The Iowa fallout

Last weekend, a leading conservative intellectual promised me Donald Trump would not win Iowa.

“How can you be so sure?” I asked.

“God,” he replied, “looks out for children, drunkards and the United States of America.”
I’m not sure whether divine intervention prevented a national embarrassment, but as I watch victory, and moral victory, speeches in Iowa, some realities are coming into focus.

First, while Bernie Sanders and his campaign deserve tremendous credit for a truly impressive accomplishment, Hillary Clinton was the real winner on the Democratic side.

It may not feel that way, but the demographics of the Democratic primary electorate work against the Vermont senator. His support has been mainly confined to young, college educated, white, male independents — and Iowa provided no evidence he is moving beyond that constituency.

There are enough of those voters to tie Iowa and to win New Hampshire and some other states, but not enough to win the Democratic nomination.
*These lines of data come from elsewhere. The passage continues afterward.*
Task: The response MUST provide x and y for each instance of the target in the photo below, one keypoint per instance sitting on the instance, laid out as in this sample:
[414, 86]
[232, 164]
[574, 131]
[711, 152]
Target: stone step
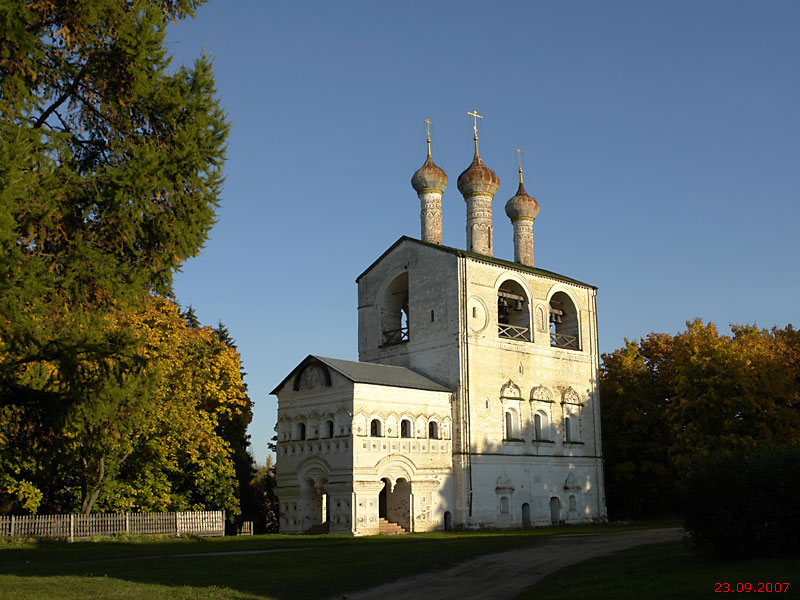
[388, 528]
To have a real chance of securing the nomination, Sanders would have needed to fundamentally alter the shape of the race. Rearranging voters’ perceptions on that scale would require clear victories in both Iowa and New Hampshire. Without the pair, he may win New Hampshire and some other contests, but not the ultimate prize.
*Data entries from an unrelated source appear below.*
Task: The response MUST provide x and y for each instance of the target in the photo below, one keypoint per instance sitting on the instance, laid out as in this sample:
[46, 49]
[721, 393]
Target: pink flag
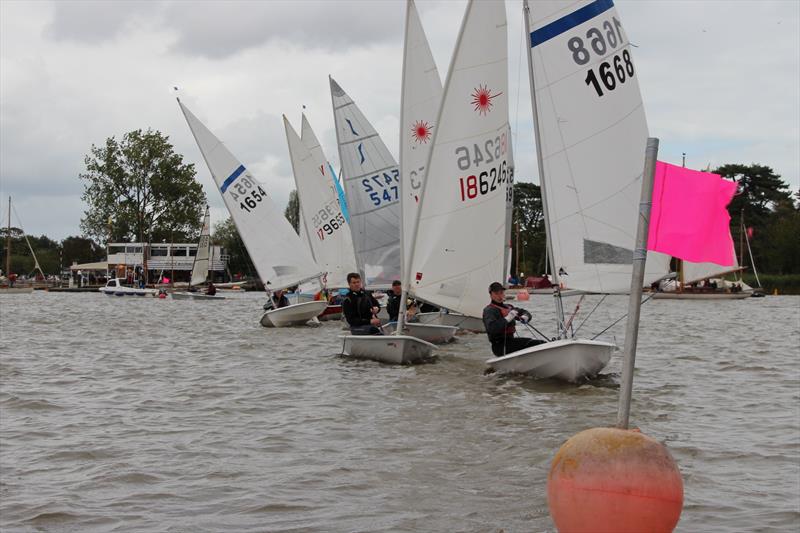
[689, 218]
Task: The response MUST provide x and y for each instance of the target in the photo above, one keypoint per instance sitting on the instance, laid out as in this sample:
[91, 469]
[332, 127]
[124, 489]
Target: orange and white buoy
[614, 480]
Second, Ted Cruz, who I underestimated throughout the process, truly surprised. The Texan brought out his evangelical base in greater numbers than ever before. He withstood attacks and reversed his sagging poll numbers.

Marco Rubio emerged as the last refuge of the Republican establishment — and, if he didn’t kill it with a long, boring speech, he will carry real momentum into New Hampshire and the states that follow.
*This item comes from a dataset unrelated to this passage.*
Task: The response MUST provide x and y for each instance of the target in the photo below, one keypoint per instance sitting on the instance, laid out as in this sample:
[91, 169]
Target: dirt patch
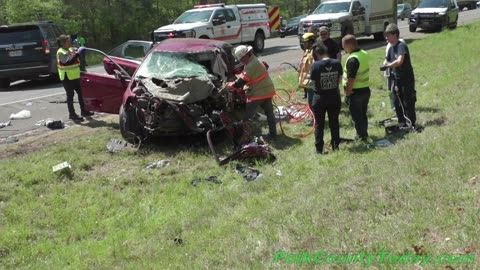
[41, 138]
Donald Trump is seen as an existential threat by GOP officeholders, and Cruz is viewed as evil incarnate — a tough choice. With Rubio the only “reasonable” alternative, the pressure to get out of the race on everyone from Jeb Bush to John Kasich will be immense.

But keep in mind that more than 60 percent of Iowa Republicans voted for an anti-establishment candidate. Rubio still faces a difficult road to the nomination.

Indeed, the fundamental question gnawing at the Florida senator is, where does he win? The longer it takes, the less likely it is to happen in a meaningful way.

Finally, Trump was the night’s big loser, though he gave perhaps the most mature speech of his campaign — brief and gracious — bereft of the Dean scream many anticipated.

But the man who every poll said would win has lost. The self-styled “winner” has, at least for now, been branded a loser.

Trump’s defeat seemed a function of the problems pundits had been pointing out for months, but which never seemed to take a toll in polls conducted before ballots were cast.

Republican voters increasingly told pollsters that Trump was not only electable, he was the most electable GOP candidate. When they went to caucus however, Iowa Republicans who were interested in electability voted overwhelmingly for someone other than Trump, with Rubio capturing the lion’s share.

Trump’s anti-immigrant tirades paid off with Republicans who prioritized that issue, but only 14 percent saw it as central. He was also the candidate of those who wanted a president who “tells it like it is,” but they constituted just 14 percent of the GOP electorate.

The billionaire also won those who made up their minds more than a month ago, and 65 percent who came to a decision more recently.

Oddly enough, the only ideological segment Trump won was “moderates,” but they were just 14 percent of Republican caucus participants.

Both races will go on, and while the Democratic contest will likely lurch to its long-predicted finish, the GOP nomination is very much up for grabs.

Note: In an earlier piece, I misinterpreted some of the information provided by a YouGov Iowa caucus poll. The survey did overestimate GOP turnout as I suggested, but to a lesser extent than I calculated.

Mellman is president of The Mellman Group and has worked for Democratic candidates and causes since 1982. Current clients include the minority leader of the Senate and the Democratic whip in the House.